See ATR’s letter to the Illinois Legislature pasted below.

 

March 15, 2010
 
 
 
Illinois House
Illinois Senate
 
Dear Legislator:
 
Governor Pat Quinn has cemented his legacy as a tax hiker unwilling to confront the spending crisis in Springfield. After pushing for a 50 percent income tax hike in 2009, this week he formally called for a 33 percent increase in the tax, which he euphemistically labeled an “income tax surcharge.” Make no mistake: Pursuing this course of action rather than confronting state government’s overspending problem may be the final straw for Illinois, a state that has been in decline for over a decade.
 
The cause of the current budget hole, approaching a staggering $13 billion, is clear. State spending has increased 39 percent over the past decade, adjusted for inflation. Meanwhile, state population grew a measly 7 percent over the same period. There has been absolutely no political will in the Capitol to cut wasteful, duplicative, and unnecessary spending from the budget.
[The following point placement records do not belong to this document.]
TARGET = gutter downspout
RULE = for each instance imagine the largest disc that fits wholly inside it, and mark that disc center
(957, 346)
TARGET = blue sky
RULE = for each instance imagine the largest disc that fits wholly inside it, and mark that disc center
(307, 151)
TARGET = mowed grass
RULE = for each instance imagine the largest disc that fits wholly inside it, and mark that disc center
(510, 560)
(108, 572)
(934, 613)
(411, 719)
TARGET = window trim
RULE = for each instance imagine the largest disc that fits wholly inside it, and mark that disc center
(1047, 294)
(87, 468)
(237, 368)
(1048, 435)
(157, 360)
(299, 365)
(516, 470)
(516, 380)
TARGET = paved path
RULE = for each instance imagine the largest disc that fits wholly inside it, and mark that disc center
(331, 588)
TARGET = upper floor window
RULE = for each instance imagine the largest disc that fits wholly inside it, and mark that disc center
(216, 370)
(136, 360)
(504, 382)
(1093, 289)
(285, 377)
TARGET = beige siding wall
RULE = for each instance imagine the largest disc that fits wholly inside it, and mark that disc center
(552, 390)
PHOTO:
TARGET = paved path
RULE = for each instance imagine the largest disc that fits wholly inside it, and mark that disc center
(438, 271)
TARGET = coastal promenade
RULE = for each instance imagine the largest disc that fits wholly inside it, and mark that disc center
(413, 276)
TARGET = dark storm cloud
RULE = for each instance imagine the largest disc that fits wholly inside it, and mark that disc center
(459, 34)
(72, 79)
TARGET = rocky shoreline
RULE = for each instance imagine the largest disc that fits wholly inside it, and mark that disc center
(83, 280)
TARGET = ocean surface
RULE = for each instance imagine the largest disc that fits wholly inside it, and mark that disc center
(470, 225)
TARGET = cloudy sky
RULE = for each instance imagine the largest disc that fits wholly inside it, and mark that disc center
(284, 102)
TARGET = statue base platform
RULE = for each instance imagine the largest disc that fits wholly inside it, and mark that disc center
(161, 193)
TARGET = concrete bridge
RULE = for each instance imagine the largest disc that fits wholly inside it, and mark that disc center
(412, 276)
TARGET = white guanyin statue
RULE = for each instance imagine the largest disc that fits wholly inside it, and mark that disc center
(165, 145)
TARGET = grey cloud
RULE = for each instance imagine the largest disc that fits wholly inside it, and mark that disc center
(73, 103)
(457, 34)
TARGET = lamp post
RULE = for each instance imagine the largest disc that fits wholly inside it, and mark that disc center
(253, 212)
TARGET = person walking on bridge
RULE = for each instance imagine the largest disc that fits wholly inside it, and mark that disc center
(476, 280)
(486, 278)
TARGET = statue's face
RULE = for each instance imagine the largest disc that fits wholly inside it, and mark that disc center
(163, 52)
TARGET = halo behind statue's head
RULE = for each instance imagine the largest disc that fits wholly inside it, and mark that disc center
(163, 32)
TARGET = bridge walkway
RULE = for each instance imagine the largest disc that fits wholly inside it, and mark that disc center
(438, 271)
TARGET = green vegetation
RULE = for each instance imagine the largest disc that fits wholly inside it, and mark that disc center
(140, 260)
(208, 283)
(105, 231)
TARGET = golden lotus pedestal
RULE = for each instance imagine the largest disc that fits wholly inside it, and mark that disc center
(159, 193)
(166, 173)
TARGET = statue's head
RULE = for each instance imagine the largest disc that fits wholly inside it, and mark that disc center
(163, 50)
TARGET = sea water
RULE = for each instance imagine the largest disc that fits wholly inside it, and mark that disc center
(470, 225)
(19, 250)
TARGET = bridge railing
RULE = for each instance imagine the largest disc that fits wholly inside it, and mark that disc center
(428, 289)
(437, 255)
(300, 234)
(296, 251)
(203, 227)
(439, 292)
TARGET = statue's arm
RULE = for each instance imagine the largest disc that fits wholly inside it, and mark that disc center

The state does not face a $13 billion deficit; it faces a $13 billion overspending problem.
 
With the explosion in spending comes government waste, fraud, and abuse. The Illinois Alliance for Growth points out that despite the public education lobby’s contention that budget cuts automatically cause teacher layoffs, administrators such as University of Illinois President Richard Ringstein will continue to collect six-figure salaries after retirement.
 
By reforming the way state government spends taxpayer dollars, Illinois could have completely avoided this crisis. But government instead allowed borrowing and spending to explode, including a $36 billion increase the state’s unfunded pension liability between 1996 and 2008. Now Gov. Quinn wants to couple a $1 billion tax increase with nearly $5 billion in new borrowing, eroding Illinois’ comparative income tax advantage while further destroying the state’s bond rating.
 
The public’s aversion to tax increases was best embodied by House Speaker Michael Madigan, who noted succinctly, “The people of America don’t want a tax increase.” Because the Speaker went on to praise Gov. Quinn’s “courage” in proposing to raise the income tax, he should be reminded that Illinois is indeed one of the United States of America.
 
I urge you to reject the status quo approach to budgeting in Springfield – tax increases, borrowing, and federal bailouts. Tackling this crisis starts with honest spending reform. Gubernatorial candidate Bill Brady’s proposal to reduce government to 90 percent of last year’s size is a good start.
 
It’s time to show taxpayers a commitment to fiscal responsibility. Vote no on the Quinn tax increase.